TPS matters less than how fast the agent starts speaking.

Streaming is non-negotiable

We stream LLM outputs to the TTS engine as they're generated.

Pros:

  • Extremely low time-to-first-token (~300–500ms in ideal conditions).
  • Feels natural, even if the total response takes longer.

Cons:

  • Impossible to apply full rule-based post-processing.
  • Guardrails have to be applied before or during generation, not after.

Design-time optimizations

We shaved 1–2s off total latency with these changes:

  • Reduced the number of tool-invoking steps in prompts
  • Avoid unnecessary token bloat with intelligent tool arguments (for example, not passing data in prompts if it can be fetched via backend)
  • Injected fillers like “Okay,” or “Sure,” to create perceived immediacy.

Smaller models where possible

If a task doesn’t require GPT-4-quality reasoning, we fall back to lighter-weight models.

Example:

  • Intent classification? Use distilled BERT.
  • Backend data validation? Use structured tool calls, not open-ended prompts.

This hybrid approach keeps costs low and response times tight.

Real-time data integration

LLMs don’t know your backend. So we use:

  • Tool calling → The agent asks for what it needs.
  • Validated backend responses → Prevent hallucination.
  • Dynamic prompt injections → Tailor replies with real customer context.
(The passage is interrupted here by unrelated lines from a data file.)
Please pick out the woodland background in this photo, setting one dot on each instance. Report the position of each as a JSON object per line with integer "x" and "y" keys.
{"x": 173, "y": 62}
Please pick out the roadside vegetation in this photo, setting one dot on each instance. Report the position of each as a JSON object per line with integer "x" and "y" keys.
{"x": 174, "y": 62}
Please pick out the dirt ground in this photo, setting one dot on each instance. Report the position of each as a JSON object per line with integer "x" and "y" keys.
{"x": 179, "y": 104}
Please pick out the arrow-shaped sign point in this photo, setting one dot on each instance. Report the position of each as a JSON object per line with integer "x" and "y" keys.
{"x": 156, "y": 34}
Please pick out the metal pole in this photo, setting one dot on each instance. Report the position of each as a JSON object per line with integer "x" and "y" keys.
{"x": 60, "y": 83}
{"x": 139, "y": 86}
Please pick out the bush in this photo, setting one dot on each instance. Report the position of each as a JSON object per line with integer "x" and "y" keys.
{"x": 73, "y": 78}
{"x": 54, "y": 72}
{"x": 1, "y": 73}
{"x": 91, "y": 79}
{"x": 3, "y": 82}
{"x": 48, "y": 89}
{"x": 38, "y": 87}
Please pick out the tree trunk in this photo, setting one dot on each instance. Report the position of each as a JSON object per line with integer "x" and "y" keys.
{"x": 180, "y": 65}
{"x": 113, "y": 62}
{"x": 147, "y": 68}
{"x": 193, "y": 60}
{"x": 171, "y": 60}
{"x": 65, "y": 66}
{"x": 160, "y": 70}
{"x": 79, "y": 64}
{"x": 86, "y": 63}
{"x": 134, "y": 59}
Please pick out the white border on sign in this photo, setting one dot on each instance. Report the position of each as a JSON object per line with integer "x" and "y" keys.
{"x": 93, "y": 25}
Future work: integrate more consumer-specific inferences from PIE (Prodigal Intelligence Engine)  so that every consumer interaction is further personalized.

Scalability lessons

We’re onboarding multiple customers from our industry. Here's what’s working:

  • A vanilla agent that’s easily fine-tuned with customer-specific config.
  • Shared base models, isolated logic layers per tenant.
  • Continuous latency tracking for each deployment → auto-alert if thresholds are breached.

Summary

Low-latency AI voice agents are possible. But they don’t come from chasing better models. They come from:

  • Better and thoughtful architecture
  • Smarter fallback logic
  • Ruthless latency audits

Build for real-time first. Everything else can come later.